Les marchés de prévision sont censés être la sagesse de la foule condensée en probabilités froides et tangibles. Mais sur Polymarket, la plus grande plateforme de prévision cryptographique au monde, la « foule » qui décide des résultats contestés n'est en réalité que neuf wallets.
Une analyse du Wall Street Journal a révélé que les dix plus grands détenteurs de jetons UMA contrôlent plus de 50 % du pouvoir de vote dans la plupart des litiges de Polymarket.
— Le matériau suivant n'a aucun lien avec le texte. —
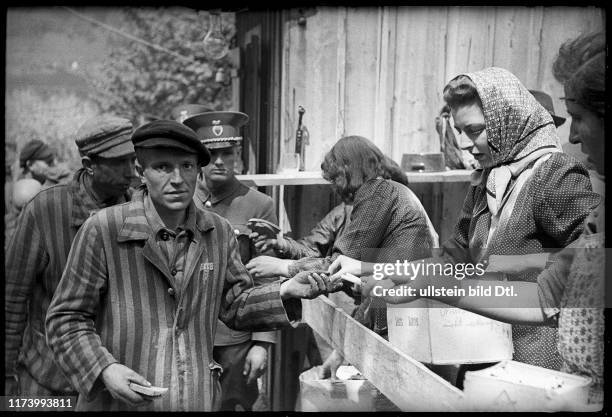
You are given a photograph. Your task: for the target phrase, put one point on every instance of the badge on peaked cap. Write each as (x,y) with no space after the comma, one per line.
(217,128)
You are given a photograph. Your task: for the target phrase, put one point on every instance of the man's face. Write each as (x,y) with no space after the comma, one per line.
(221,167)
(170,176)
(112,176)
(587,129)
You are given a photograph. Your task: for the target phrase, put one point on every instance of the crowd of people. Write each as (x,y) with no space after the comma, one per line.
(140,269)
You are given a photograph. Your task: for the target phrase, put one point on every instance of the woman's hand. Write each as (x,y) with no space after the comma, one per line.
(330,366)
(343,264)
(308,285)
(268,266)
(255,362)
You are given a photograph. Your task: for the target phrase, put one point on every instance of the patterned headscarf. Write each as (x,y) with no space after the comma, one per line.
(519,130)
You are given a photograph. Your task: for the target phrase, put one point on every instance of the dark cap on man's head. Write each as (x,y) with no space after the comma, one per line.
(105,137)
(546,101)
(35,150)
(218,129)
(180,113)
(170,134)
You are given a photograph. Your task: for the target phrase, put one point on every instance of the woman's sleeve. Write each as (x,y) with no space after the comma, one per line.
(456,248)
(369,222)
(563,198)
Lorsque les traders ne s'accordent pas sur la question de savoir si un marché doit effectuer un paiement, le processus de résolution est dominé par un petit nombre de baleines dont les intérêts financiers ne correspondent pas nécessairement à la recherche de la bonne réponse.
Le problème de l'oracle que personne ne peut résoudre assez vite
Polymarket s'appuie sur l'Optimistic Oracle de UMA, un système dans lequel les détenteurs de jetons votent pour régler les résultats de marché contestés. Selon les rapports du Journal, au moins 60 % des votants actifs de UMA au cours de la dernière année sont liés à des comptes Polymarket. Ce ne sont pas des arbitres impartiaux. Ce sont des participants ayant un intérêt direct, qui votent sur des résultats affectant directement leurs propres positions.
Les interventions passées des votants baleines ont déjà été observées dans des paris géopolitiques à hauts enjeux, notamment sur les marchés liés à l'Ukraine et à Zelenskyy.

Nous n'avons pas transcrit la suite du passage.